Don’t get me wrong, I understand the need for a succinct complication of performance on key indicators. It sure beats a 200 page slide deck. But in the race away from the lengthy tomes of the past, I think the pendulum swung too far. These days, the dashboard trend is to try to cram everything important onto a single page. I’ve done it for clients! Here’s one:

AIFSRCDashboard

I have taken many many clients to this place. And they generally feel good about the design. And then sometimes I’ll get the quietly concerned email from my fellow research nerds: Um, Stephanie? This looks elegant but we had major data collection issues in Q3 and that’s not obvious in the dashboard and I’m concerned that if the Board sees this they aren’t going understand the caveats.

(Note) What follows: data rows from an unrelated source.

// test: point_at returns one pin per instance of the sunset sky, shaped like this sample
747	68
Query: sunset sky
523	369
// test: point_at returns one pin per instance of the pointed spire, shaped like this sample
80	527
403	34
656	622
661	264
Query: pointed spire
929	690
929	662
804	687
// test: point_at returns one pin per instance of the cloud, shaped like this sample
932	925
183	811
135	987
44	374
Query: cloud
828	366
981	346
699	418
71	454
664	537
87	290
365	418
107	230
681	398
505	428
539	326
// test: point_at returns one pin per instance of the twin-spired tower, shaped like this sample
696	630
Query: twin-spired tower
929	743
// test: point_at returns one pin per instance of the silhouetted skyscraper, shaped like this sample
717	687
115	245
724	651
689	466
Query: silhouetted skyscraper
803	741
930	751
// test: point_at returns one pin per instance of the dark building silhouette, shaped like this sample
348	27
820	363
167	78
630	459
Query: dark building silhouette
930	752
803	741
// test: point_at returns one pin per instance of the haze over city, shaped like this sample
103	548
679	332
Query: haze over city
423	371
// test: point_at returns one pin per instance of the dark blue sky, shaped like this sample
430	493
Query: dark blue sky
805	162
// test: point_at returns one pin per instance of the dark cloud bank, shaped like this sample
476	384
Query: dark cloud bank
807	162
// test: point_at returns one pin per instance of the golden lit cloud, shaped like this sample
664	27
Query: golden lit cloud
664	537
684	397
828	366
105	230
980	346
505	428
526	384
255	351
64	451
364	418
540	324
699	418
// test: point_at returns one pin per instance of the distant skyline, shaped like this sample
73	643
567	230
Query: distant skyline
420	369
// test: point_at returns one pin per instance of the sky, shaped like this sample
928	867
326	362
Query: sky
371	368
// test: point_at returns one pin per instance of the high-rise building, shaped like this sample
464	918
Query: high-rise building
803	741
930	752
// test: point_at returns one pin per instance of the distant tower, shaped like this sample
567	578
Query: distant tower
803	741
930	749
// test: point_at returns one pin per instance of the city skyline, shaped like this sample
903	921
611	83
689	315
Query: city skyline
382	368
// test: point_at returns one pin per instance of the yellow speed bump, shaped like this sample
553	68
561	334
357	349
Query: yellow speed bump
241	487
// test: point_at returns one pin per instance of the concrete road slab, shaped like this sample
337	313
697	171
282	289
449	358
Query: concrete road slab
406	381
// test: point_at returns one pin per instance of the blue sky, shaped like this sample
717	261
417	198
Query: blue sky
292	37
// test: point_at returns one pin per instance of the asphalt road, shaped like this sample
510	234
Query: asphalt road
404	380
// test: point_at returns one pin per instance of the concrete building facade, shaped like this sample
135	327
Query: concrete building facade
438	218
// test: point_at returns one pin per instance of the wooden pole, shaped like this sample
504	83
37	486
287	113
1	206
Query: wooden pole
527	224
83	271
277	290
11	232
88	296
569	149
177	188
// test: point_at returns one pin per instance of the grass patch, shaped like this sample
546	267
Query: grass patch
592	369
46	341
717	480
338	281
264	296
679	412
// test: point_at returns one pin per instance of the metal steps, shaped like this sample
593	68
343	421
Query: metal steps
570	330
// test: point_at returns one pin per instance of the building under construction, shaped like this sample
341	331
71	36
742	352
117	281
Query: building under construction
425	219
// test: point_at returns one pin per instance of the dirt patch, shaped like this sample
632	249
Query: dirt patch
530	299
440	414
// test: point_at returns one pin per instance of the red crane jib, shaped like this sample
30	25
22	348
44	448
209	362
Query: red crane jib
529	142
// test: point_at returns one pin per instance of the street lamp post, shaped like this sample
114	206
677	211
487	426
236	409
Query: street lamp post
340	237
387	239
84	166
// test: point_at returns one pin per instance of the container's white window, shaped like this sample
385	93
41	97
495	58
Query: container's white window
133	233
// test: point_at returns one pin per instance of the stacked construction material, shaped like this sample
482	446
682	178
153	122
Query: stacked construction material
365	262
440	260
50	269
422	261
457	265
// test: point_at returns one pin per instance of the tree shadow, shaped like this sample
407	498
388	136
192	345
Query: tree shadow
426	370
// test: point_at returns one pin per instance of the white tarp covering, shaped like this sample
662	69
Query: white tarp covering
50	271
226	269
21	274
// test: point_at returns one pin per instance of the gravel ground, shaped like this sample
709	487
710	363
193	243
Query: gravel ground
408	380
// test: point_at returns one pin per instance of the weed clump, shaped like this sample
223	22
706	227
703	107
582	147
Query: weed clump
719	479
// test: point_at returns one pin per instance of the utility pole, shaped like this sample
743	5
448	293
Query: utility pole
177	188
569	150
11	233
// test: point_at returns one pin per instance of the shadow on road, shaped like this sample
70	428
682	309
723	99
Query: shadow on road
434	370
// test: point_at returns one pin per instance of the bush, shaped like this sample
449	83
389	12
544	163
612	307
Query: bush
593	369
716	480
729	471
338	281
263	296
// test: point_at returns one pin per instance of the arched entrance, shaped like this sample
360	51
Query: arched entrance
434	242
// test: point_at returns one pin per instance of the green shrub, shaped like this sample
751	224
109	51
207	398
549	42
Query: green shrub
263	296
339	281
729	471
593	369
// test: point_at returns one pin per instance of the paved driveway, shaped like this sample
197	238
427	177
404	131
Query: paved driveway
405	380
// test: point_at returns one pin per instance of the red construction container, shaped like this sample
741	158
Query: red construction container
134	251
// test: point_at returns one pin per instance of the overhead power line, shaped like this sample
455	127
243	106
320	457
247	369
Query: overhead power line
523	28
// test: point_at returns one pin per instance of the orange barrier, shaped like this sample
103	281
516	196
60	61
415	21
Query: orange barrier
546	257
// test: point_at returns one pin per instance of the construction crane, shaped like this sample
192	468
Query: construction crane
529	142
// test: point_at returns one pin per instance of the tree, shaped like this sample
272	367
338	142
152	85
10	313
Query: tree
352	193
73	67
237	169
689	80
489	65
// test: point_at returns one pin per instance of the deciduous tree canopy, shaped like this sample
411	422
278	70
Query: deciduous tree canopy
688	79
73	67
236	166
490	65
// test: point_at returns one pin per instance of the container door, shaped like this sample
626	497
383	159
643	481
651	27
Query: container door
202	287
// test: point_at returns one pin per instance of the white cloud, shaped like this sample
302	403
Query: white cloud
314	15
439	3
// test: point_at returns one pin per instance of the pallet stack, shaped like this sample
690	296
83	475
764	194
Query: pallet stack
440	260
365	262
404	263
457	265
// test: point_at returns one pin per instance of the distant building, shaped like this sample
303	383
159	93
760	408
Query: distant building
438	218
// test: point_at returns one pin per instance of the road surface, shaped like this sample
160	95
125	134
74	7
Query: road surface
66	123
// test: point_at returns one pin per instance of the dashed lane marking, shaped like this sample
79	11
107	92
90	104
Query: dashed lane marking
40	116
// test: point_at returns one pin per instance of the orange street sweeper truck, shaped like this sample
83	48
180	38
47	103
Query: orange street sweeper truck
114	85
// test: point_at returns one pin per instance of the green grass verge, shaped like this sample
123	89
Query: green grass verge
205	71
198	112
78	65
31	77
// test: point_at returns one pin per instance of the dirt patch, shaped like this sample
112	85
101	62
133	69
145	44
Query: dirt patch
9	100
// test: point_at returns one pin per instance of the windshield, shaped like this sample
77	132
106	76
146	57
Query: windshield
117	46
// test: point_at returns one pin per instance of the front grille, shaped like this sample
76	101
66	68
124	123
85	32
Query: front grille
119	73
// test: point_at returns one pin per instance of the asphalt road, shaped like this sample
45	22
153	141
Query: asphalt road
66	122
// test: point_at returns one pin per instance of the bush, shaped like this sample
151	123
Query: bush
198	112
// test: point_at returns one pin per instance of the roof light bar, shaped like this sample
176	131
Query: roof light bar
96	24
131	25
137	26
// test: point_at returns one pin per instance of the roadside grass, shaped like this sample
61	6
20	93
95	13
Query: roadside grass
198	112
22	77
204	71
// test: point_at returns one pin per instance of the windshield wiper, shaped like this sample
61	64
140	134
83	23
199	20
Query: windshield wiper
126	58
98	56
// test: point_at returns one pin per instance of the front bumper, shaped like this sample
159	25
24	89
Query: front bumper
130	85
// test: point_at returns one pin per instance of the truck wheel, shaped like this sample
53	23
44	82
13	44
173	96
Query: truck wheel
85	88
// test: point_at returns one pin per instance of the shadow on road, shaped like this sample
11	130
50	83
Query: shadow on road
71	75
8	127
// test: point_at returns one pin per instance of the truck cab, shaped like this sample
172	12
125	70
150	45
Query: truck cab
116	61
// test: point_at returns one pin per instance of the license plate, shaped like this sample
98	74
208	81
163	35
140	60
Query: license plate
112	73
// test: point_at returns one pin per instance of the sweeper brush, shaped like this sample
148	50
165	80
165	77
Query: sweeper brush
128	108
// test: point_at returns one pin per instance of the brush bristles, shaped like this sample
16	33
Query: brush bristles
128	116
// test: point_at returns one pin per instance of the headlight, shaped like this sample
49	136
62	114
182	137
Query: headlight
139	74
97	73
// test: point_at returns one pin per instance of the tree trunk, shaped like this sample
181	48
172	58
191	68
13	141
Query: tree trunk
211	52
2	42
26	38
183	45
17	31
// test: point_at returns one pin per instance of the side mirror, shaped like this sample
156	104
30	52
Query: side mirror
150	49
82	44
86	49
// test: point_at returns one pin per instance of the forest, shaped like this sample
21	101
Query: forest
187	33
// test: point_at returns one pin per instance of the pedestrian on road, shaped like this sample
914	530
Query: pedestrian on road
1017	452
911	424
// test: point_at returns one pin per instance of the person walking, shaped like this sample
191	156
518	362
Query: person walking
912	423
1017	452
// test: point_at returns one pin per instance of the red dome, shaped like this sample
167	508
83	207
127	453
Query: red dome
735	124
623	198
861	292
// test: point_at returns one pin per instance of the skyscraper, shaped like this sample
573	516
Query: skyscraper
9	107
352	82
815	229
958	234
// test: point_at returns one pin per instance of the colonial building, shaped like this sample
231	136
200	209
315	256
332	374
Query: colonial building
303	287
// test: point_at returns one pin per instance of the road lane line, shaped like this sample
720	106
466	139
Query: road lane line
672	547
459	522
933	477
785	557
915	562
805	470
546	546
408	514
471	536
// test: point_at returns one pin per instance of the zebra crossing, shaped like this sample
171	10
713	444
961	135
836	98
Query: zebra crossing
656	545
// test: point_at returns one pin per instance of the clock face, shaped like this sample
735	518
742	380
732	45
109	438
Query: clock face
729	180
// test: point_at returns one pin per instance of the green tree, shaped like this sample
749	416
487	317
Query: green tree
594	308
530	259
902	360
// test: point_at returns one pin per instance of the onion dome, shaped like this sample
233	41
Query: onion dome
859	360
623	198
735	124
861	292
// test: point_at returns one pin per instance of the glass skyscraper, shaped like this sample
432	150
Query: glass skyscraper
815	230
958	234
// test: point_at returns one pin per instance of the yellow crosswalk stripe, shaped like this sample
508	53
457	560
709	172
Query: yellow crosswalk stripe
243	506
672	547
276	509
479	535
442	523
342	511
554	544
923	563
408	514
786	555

Friends, these are legitimate concerns.

People are primarily driven by their eyeballs (haha, you thought I was going to say another body part but it really is the eyeballs). People want to look at the graphs and, if the graphs are strong on design and readily understood, people are going to take actions based on the graphs.

And this is when the research team freaks out. What about the context? What about how the measurement on this metric changes three times? Yikes, please don’t make decisions off of this quite yet.

But the modern conceptualization of a dashboard leaves little room for those extremely important narrative points of interest. This is the downfall.

As opposed to a single-paged dashboard, let us loosen up to a dashboard report. Awhile ago I edited a journal article written by my friend Veronica Smith, where she outlined the difference. Where a dashboard is a single page of visualized metrics, a dashboard report is a multi-page document with one or two visualized metrics per page and healthy room for narrative. It’s the pendulum swinging back toward the middle, but not nearly so far as those 200 page text heavy doorstop reports. Here’s one page from a dashboard report I produced with some long term clients, the Oregon Health Authority:

Figure10.1_OHADots

You can see we are reporting 2 metrics here and they are accompanied by a text box that holds helpful explanation. It isn’t a burdensome amount to read; it doesn’t even fill up the left hand side of the page. But it gives the research team enough space to say their piece and feel comfortable sending the data off to the decision-makers.

If you are feeling a little too restricted by the current dashboard trend, try a dashboard report. You’ll emphasize the metrics with some high quality visualizations and add a tiny bit of narrative so you can sleep well at night.